ElMo does left and right also. Why does it not do as well as BERT? Because Bert uses attention maybe...any thoughts?
He explained that very well in the video. To me, BERT is actually not the traditional bidirectional like elmo, it is more like omni directional!
yeah but is not at the same time, they go from left to right and then from right to left make concatenation so it's a shallow way
Could I extract word embeddings from BERT and use them for unsupervised learning, e.g. topic modeling? :)
Sure
But why not take the encoding of the full sentence for topic modeling? Why stop at word embedding? You will lose all the context in the sentence/paragraph
Hi, firstly thanks for posting this one.
I have a question, let say I want to pre -train BERT, so I have some text, but how to generate the word embedding as input part(token embedding part ), is that firstly generate randomly ? for example, we only have two word "yes or no" then After one hot encoding we can say yes ->10 and no ->01, then we have a sentence called "yes no", hje sentence will enter bert model, how to initialize word embedding those two words?

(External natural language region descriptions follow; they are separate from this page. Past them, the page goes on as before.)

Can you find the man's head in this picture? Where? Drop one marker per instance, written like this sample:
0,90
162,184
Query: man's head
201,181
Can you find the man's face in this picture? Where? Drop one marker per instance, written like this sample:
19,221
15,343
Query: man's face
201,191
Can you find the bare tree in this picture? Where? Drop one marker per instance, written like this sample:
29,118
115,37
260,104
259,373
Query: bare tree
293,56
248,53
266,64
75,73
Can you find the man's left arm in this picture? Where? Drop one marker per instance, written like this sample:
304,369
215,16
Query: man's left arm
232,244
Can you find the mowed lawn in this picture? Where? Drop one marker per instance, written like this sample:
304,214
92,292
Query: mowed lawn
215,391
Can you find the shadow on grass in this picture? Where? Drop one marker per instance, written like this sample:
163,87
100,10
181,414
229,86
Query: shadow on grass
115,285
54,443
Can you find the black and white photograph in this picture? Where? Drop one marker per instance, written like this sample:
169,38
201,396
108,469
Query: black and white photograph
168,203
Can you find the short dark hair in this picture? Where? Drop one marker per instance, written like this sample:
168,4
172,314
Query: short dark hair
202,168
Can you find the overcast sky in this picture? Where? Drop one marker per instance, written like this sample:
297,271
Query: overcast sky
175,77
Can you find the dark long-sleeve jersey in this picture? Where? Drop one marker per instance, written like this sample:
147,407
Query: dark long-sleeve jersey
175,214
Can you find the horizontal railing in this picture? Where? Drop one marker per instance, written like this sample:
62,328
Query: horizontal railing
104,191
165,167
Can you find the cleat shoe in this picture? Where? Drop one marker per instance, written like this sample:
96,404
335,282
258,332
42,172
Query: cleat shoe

also , if we want to fine tune model, is that means we have a pretrain embedding(for example such as the same way in glove word embedding ) ? or randomly as pre-train model ?
in other words, does fine tune bert has pre-train embedding?
A pre-train model learns the embeddings of the vocabulary provided to it. These learnt embeddings are then used as initialised embeddings in fine tuning phase, along with classification layer weights
Elmo and Bert...
What next?
Kermit?
Loved It :)
Hello Sir, Thanks for the video. I have a question. What confuses me when I see BERT or GPT in picture at 14.16 sec why transformers are shown so many times in a layer format? When I read about the transformer, it takes all the words of a sequence at a time and pass through layers of Encoders (Attention + Fully connected layer). In Bert also we are passing all the words to transformer. Right? Then why are we showing so many transformers (in circle)? Is BERT collection of many transformers? (combination of encoders + decoders)
A transformer is multiple layers of attention and feed forward stacked on top of each other
@@YannicKilcher Thanks for your kind reply. But why do we show series of transformers in the picture? Shouldn't it be one transformer within which we have series of encoders (attention + feed forward)
Lol loved the explanation and the pewdiepie reference. Hope to learn a lot more from your paper explanations.
it would be good if you ran your audio through a compressor, its a little hard to understand
Thanks, will try
HYPE!
I just hope Amazon doesn't come out with ERNIE...
Manchiga chepinav anna
I've subscribed to PewDiePie!
21:16
9 year olds teaching NLP
Kobe Bryant said the best type of success is to have a child’s heart of passion. Constantly asking questions.
These transormers are a bad idea, they will never lead to any commercial product.
Best part was when you explained word table on subscribe to pewdiepie
I lost the interest after 10m , as you explain useless parts and not the core. Might make sense to focus on the topic and assume some things are known.